British Airways is blaming the cause of its massive IT outage last weekend on human error. A contractor at its data centre had inadvertently switched off a power supply, leading to a catastrophic IT failure that stranded some 75,000 travellers. But clearly the true failure of must be really somewhere higher up.
It wasn’t clear earlier what kind of power supply British Airways had been referring to, as some reports pointed to a power supply unit, or PSU, typically a component within individual server equipment, which had been wrongly switched off. It would have been completely unbelievable that a PSU shutdown could have caused such a disastrous IT disruption.
However it was later reported that the failure concerned an Uninterruptible Power Supply (or UPS), a system which is designed to deliver a continuous flow of electricity to servers, with batteries that automatically take over in the event of a utility power failure. A maintenance worker had switched off a UPS that was working normally. Shutting down a UPS would have impacted a portion of the whole data centre.

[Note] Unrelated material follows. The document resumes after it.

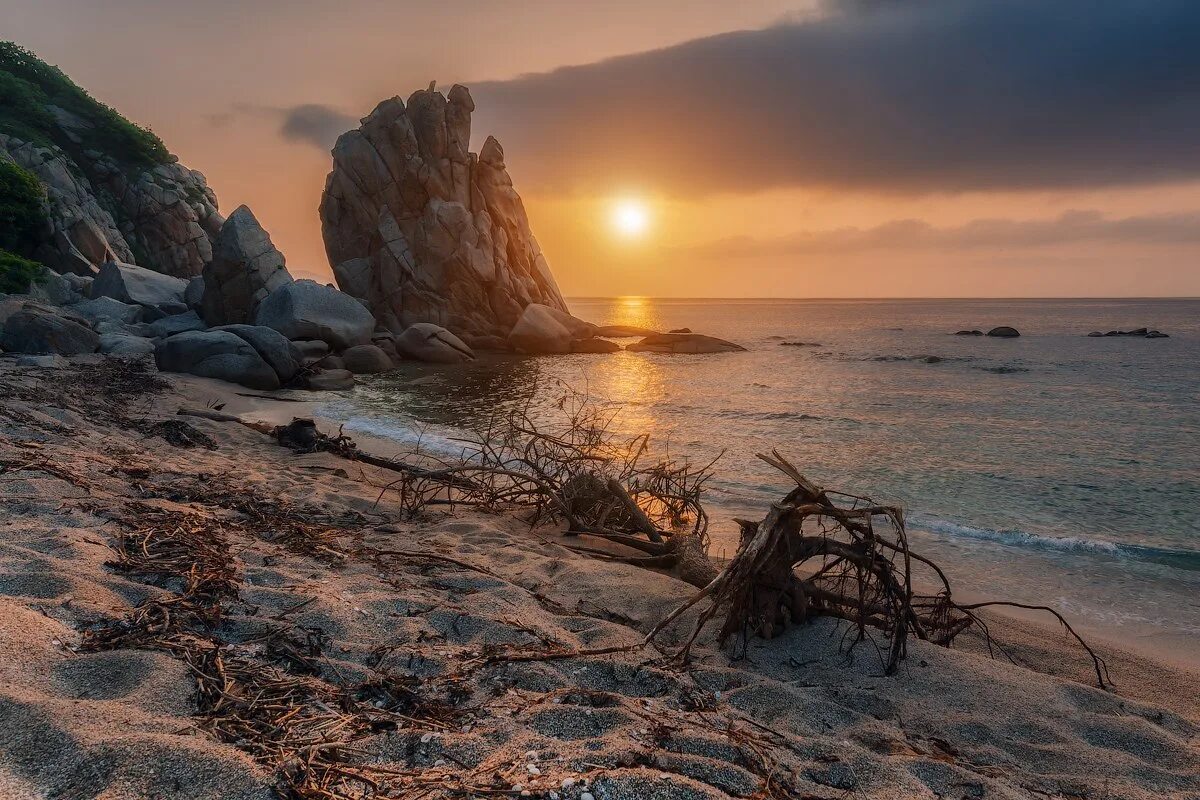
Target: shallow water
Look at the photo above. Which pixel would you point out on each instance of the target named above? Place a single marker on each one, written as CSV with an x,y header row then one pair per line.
x,y
1050,468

I’ve been running data centers for many years, so stories like these intrigue me. It’s common design for data centres to run two parallel power distributions, with independent incoming power supplies, independent UPS systems, and independent backups. Server equipment would have two or more PSU too. There is no way a single UPS, the big system that would impact the data centre operations, should have taken out British Airway’s IT system.
A human error started the problem by switching off an otherwise good UPS system. Perhaps more human errors followed, such as the panic’ed maintenance worker attempting to restart the UPS system, resulting in a power surge that British Airways had reported. It could have damaged PSU components. There are multiple levels of protections for these sort of events, preventing a catastrophic meltdown.

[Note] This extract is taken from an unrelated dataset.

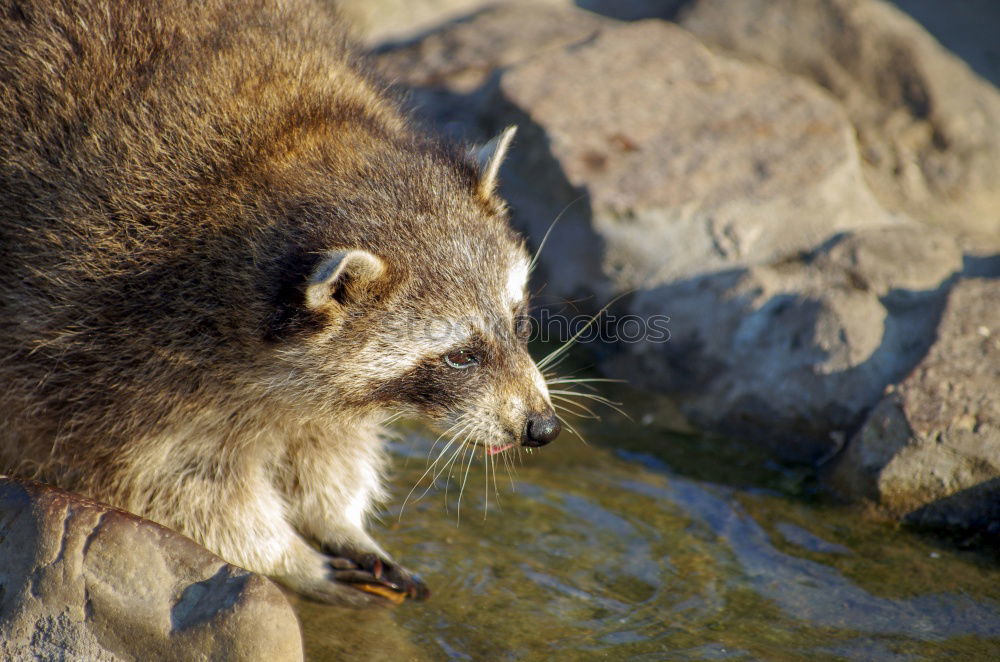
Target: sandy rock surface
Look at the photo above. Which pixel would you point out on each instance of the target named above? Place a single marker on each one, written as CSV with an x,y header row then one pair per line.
x,y
930,450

But perhaps British Airways was really unlucky, that this human error, or errors, took out the entire data centre. Now, you begin to wonder, if a single human could trigger such a catastrophe, why were there not protections to prevent, avoid, or survive such a hazard?
Did British Airways not have a Disaster Recovery (DR) site to resume operations if a primary data centre is taken out of operations? Or was there one, but no one knew how to resume operations at the DR site? Was there a DR plan, was it ever tested, and were all staff familiar with it?
Why did British Airways have an IT system that could not seamlessly continue operations despite a single data centre catastrophe?
The unfortunate maintenance worker may have sparked the incident. I’m sure he or she must be feeling very bad, perhaps already fired, or future career affected. However, the true failure is surely with the design, management, and operation of British Airway’s IT system.
Even if the UPS is shut down it should not shut down the entire system. The design is when utility power is down then the UPS kicks in and UPS can be shut down for maintenance. There was no report of a power outage is there?